Growing up on a farm in the rural Piedmont region of North Carolina, we ate a lot of home grown food.  Fresh eggs, chicken, fish from the pond.  And plenty of pork chops, spare ribs, and roast pork BBQ because apparently pigs are easy to grow.  My family had some land but otherwise we were relatively poor.  There was a focus on food preservation.  Fresh fruits and vegetables were plentiful and correspondingly we canned a LOT for winter food supplies.  Lots of tomatoes, squash, beans, cucumbers, corn, okra.  Jams and jellies and preserves.  So many pickles.  Pickled beets.  Pickled okra.  Pickled eggs.  Pickled pigs feet

But aside from eating tough old laying hens when they stopped laying, our meat was mostly pork.  Supposedly you can eat every part of a pig but the lungs.  What pork we didn't eat fresh got processed into homemade country ham, bacon, sausage, lard, as well as other things seemingly less appetizing because my great-grandfather never wasted ANYTHING.  Head cheese.  Scrapple.  Then there were... UGH... chitt'lin's.  But that's a subject for a whole other writeup.  Today I want to talk about one specific processed meat... livermush.

The name itself turns a lot of people off.  Liver.  Mush.  What could sound less appetizing?
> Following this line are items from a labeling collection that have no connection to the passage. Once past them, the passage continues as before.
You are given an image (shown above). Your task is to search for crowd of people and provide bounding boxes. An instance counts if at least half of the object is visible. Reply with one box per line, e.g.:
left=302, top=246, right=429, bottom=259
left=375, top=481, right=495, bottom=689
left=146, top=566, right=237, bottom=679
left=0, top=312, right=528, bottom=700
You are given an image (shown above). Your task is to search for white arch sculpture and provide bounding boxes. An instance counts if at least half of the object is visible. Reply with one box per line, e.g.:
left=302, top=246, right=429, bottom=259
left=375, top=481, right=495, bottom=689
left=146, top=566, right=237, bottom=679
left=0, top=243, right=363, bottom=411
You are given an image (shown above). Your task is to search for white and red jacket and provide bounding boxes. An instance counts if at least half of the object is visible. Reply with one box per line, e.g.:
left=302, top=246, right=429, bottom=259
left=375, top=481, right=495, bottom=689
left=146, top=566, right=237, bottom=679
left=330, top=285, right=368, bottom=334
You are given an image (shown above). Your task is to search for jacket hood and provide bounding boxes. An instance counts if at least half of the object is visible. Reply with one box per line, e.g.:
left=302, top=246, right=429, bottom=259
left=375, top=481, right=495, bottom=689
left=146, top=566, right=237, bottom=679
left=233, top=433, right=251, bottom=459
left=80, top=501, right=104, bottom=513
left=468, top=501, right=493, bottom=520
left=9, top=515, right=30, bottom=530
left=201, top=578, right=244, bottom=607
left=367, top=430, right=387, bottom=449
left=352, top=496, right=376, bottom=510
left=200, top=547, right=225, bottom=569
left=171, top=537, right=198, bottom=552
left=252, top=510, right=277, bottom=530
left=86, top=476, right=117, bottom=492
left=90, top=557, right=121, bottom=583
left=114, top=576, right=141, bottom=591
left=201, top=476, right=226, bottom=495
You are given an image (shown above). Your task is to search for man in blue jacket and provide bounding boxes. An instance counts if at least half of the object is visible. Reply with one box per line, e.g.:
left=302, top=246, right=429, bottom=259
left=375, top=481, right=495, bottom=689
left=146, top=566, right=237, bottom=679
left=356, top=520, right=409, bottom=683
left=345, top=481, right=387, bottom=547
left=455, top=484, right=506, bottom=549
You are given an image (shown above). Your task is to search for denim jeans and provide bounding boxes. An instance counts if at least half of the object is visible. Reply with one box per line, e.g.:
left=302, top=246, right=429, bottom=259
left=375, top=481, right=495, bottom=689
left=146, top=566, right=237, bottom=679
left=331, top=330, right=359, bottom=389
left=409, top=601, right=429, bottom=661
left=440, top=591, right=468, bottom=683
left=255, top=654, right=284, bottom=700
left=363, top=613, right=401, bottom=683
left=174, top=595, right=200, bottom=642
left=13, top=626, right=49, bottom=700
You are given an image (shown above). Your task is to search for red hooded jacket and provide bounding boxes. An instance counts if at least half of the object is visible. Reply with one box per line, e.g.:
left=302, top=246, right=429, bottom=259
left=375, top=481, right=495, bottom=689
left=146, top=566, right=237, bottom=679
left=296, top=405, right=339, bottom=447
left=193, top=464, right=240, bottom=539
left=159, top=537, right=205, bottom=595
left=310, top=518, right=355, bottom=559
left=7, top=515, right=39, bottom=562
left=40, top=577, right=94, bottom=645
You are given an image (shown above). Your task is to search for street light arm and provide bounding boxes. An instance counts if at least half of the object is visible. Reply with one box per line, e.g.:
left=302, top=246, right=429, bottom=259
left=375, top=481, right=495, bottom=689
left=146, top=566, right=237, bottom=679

But I'm here to enlighten you.  It's delicious.  And I'm not just saying that because I grew up eating it for breakfast and acquired a strange taste for it.  It's legitimately fantastic.  Some people hate it, but man.. they just don't know what they're missing. 

Livermush is similar to scrapple that can be found in Pennsylvania, Maryland, and other mid-Atlantic states.  However the focus is on liver and not other variety meats and offal so livermush has a very distinctive (and I say vastly superior) taste compared to scrapple.  It's basically ground pork liver, pork meat (from any part of the pig but I prefer the head meat), flour, cornmeal, and seasonings.  It forms a loaf that can be sliced thick or thin and fried a crispy golden brown.  It's commonly paired with eggs on a breakfast platter or eaten on a biscuit with mustard.  For lunch it can be made into a sandwich with a little Duke's mayonnaise, either fried crispy or sliced mushy right off the loaf.  There's another very similar regional dish called liver pudding, but it has a smoother texture with less grainy crispiness.  Probably has less corn meal in it?  I wouldn't know, I don't touch the stuff.  

Like its cousin scrapple, livermush was born of the desire to waste as little as possible and was made at home by rural folks who raised their own meat.  But its popularity with generations of locals means that it can be had at the supermarket; although there are only a handful of brands of commercially produced livermush, most centered around Marion, NC.  People who grew up here are split into "love it" or "hate it" camps, but most love it.  There are even a few Livermush Festivals.  It's a remnant of our Appalachian cultural heritage of thriftiness and resourcefulness.  And it doesn't hurt that it's damn tasty.

Here's a basic recipe for processing some liver mush, in case you don't have pig head meat laying around.

Ingredients

  • 1 pork liver
  • 2 1/2 lb. pork shoulder or butt
  • 1 cup minced fresh sage
  • 4 tbsp. salt
  • 1 tbsp. black pepper
  • 1 1/2 cup stone ground yellow cornmeal
  • 1 1/2 cup all purpose flour

Preparation

Trim the liver and the pork butt and remove any silver skin. Dice them up into small cubes. Put them in a large stockpot, just barely covering them in water, then bring them to a boil and then reduce the heat to a simmer, cooking them covered for about 3 hours.  Remove the meat from the heat and let it cool completely. 
Grind the meat with a meat grinder or food processor then put the mash back in the water you cooked it in.  Add salt, pepper, and sage, and boil it again. While it's heating back up, sift together the flour and cornmeal.  Once it's back to a rolling boil, gradually (a few tablespoons at a time) incorporate the flour/cornmeal mixture.  Stir it until it's thick and uniform and then pour it in small loaf pans or other molds as you desire. Let it sit out for an hour at room temperature to cool, then you can put it in the fridge covered to cool overnight.

When you're ready to eat it, slice some off and fry it in oil over medium heat until it's golden brown and crispy.  My personal recommendation is to slice it about 3/8 of an inch thick and deep fry it, completely submerged in oil.  This gets the outside nice and crispy and leaves just the littlest bit of tasty mush on the inside.  Try it on toast with an egg, mayo, cheddar, salt, and pepper.  You'll thank me.  Or curse me.